# Combination switch/receptacle



## subelect (Nov 25, 2007)

I was replacing some outlets in a rental property today. In the bathroom, the light switch had a combo switch/outlet (non-GFCI, of course) on one yoke. The switch controlled the bar light and the tenant had removed one light bulb was replaced with an 2 prong outlet-adapter.

The switch was on its last legs, so I was removing it, trying to decide if their would be enough room between the studs to install a 2 gang box (one switch, one GFCI), when I find out the single gang box had only one hot wire and one switch leg. No neutral.

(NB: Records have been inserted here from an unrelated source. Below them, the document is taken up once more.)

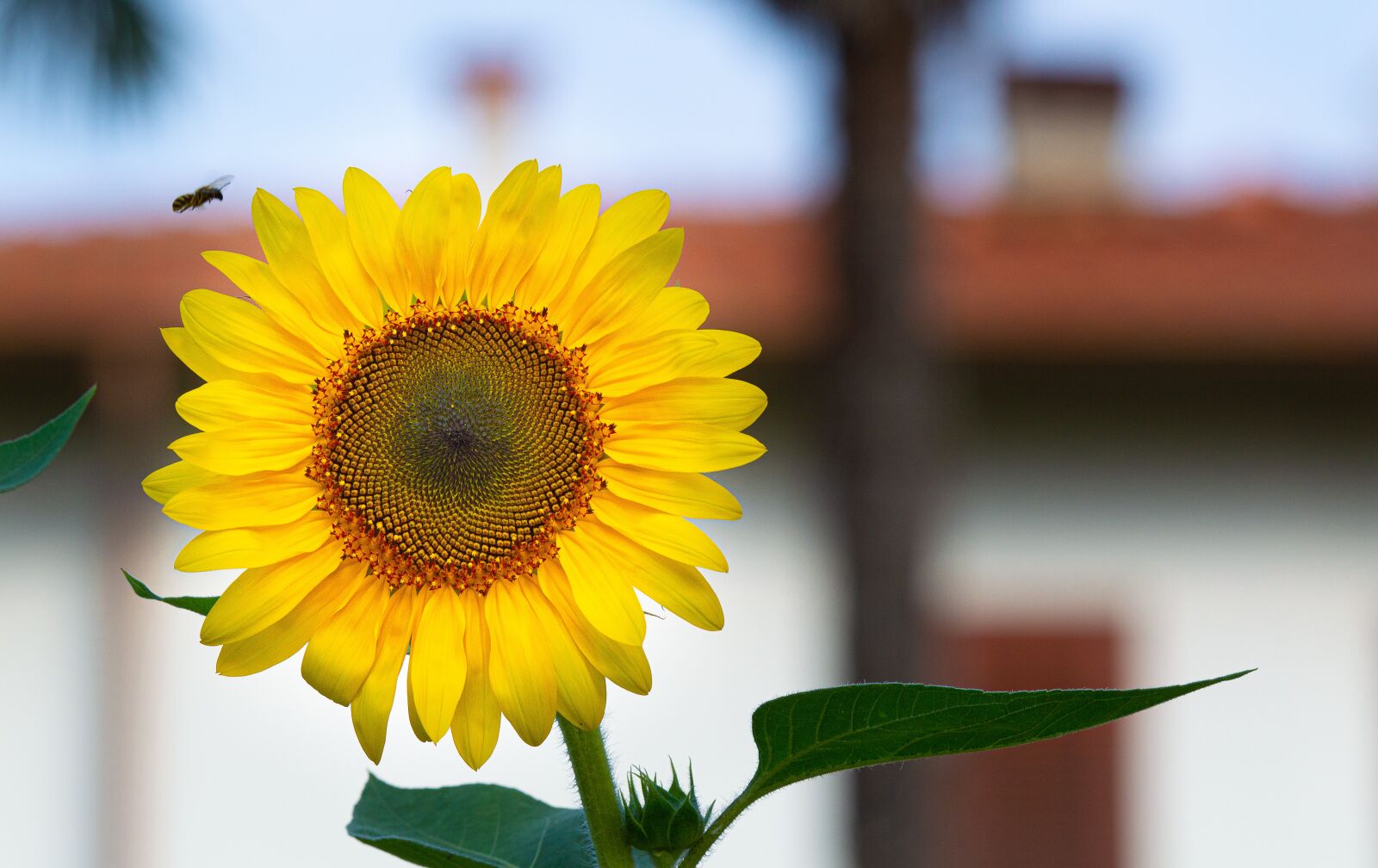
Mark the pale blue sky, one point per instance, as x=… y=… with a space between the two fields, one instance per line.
x=711 y=100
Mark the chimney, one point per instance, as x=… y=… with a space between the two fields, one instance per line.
x=493 y=86
x=1063 y=141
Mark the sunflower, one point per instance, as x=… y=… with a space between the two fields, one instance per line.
x=465 y=444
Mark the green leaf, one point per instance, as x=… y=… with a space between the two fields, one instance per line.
x=475 y=826
x=806 y=735
x=192 y=604
x=24 y=458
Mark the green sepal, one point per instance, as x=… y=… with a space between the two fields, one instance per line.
x=661 y=819
x=192 y=604
x=24 y=458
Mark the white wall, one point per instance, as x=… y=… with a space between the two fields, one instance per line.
x=1209 y=564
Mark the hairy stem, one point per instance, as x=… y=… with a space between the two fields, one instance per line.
x=603 y=809
x=700 y=847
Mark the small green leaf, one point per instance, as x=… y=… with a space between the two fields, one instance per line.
x=24 y=458
x=806 y=735
x=192 y=604
x=475 y=826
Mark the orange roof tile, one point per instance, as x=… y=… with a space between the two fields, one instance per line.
x=1260 y=280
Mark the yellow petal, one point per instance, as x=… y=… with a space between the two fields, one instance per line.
x=287 y=245
x=675 y=586
x=477 y=716
x=673 y=309
x=284 y=638
x=241 y=337
x=679 y=493
x=264 y=594
x=372 y=218
x=341 y=654
x=374 y=702
x=179 y=341
x=626 y=666
x=575 y=220
x=177 y=477
x=627 y=222
x=254 y=500
x=339 y=262
x=624 y=369
x=670 y=535
x=513 y=232
x=282 y=307
x=438 y=667
x=603 y=592
x=245 y=548
x=682 y=447
x=413 y=716
x=729 y=404
x=465 y=206
x=580 y=692
x=624 y=287
x=520 y=666
x=730 y=351
x=247 y=447
x=424 y=234
x=224 y=403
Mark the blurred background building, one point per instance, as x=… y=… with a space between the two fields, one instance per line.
x=1150 y=276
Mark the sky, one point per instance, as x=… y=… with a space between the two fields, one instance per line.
x=717 y=101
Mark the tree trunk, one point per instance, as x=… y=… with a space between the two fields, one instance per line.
x=884 y=427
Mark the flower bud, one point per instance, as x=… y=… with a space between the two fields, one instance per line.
x=659 y=819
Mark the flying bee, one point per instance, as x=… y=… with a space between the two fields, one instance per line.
x=202 y=195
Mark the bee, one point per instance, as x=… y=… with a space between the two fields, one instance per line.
x=203 y=195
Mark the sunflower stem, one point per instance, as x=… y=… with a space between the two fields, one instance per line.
x=599 y=792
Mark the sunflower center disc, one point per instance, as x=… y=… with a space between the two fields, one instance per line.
x=455 y=443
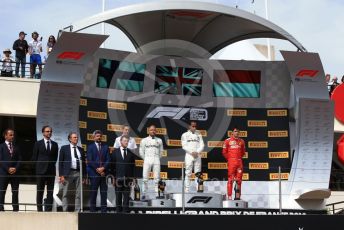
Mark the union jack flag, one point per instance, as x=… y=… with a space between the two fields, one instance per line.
x=178 y=80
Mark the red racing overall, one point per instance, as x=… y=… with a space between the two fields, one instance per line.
x=233 y=150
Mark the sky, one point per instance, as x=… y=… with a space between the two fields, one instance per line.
x=316 y=24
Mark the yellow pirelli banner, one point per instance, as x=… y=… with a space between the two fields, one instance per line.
x=277 y=113
x=174 y=142
x=205 y=176
x=257 y=123
x=278 y=133
x=236 y=112
x=258 y=165
x=139 y=163
x=175 y=164
x=83 y=102
x=245 y=176
x=217 y=165
x=82 y=125
x=90 y=137
x=215 y=144
x=258 y=144
x=275 y=176
x=278 y=155
x=159 y=131
x=117 y=105
x=97 y=115
x=241 y=133
x=163 y=175
x=114 y=127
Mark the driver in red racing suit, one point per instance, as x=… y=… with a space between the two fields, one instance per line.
x=233 y=150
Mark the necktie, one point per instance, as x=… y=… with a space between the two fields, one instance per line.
x=77 y=158
x=48 y=146
x=125 y=153
x=10 y=148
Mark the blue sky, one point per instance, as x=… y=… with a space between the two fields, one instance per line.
x=317 y=24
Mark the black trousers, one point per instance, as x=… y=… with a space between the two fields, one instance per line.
x=4 y=181
x=43 y=180
x=122 y=188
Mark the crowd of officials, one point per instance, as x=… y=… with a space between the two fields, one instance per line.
x=22 y=48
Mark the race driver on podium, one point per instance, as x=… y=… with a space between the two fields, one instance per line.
x=233 y=151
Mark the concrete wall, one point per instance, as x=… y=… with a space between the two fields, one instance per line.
x=18 y=97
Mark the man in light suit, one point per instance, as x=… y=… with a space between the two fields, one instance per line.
x=98 y=159
x=9 y=164
x=69 y=171
x=45 y=153
x=123 y=162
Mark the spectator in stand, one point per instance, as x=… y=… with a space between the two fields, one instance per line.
x=334 y=84
x=35 y=49
x=7 y=61
x=21 y=47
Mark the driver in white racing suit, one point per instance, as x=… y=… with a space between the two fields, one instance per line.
x=151 y=149
x=193 y=145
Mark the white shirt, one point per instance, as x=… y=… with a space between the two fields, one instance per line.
x=73 y=163
x=35 y=47
x=131 y=144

The tenant informs me that when the switch was on, he would plug in the the outlet-adapter for his power. When the switch was off, the combo outlet below the switch was used for his power. He was plugging his razor in series with the 4 light bulbs and I guess that it was sufficient to power up his stuff. 

I replaced his broken switch with a single pole decora switch and told him the right thing to do was install a separate ckt. for a GFCI outlet, not use the combo like he had been doing.

Whether the land-lord calls us back to do it right, I don't know. The breaker box has one spare ckt left, but it is one of those Pop-O-Matic style, I am not sure if I can track down a new ckt. breaker or not.

My question is this, besides not being GFCI in a bathroom, what section of the NEC says that you can't use the combo switch/outlet like the tenant was doing? Is there anything in the book that says you can't put 2 loads in series?

Thanks,
Rick


----------



## 480sparky (Sep 20, 2007)

subelect said:


> I was replacing some outlets in a rental property today. In the bathroom, the light switch had a combo switch/outlet (non-GFCI, of course) on one yoke. The switch controlled the bar light and the tenant had removed one light bulb was replaced with an 2 prong outlet-adapter.
> 
> The switch was on its last legs, so I was removing it, trying to decide if their would be enough room between the studs to install a 2 gang box (one switch, one GFCI), when I find out the single gang box had only one hot wire and one switch leg. No neutral.
> 
> ...


Whatever a Pop-O-Matic breaker is. Does Ron Popeil or Billy Mays sell them? :laughing:

As for series loads, that would be good ol' 110-3(B). If you install a combo device, you'll run afoul of 210.4(B).


----------



## Speedy Petey (Jan 10, 2007)

subelect said:


> My question is this, besides not being GFCI in a bathroom, what section of the NEC says that you can't use the combo switch/outlet like the tenant was doing?


None. 
Why didn't you just replace it with a sw/GFI combo? That would have been legal and WAY safer than forcing him to use the adapter again.



subelect said:


> Is there anything in the book that says you can't put 2 loads in series?


Why would you think there was? Isn't this something we do all the time? 
How about a fan/light? Multiple recessed or fixtures? 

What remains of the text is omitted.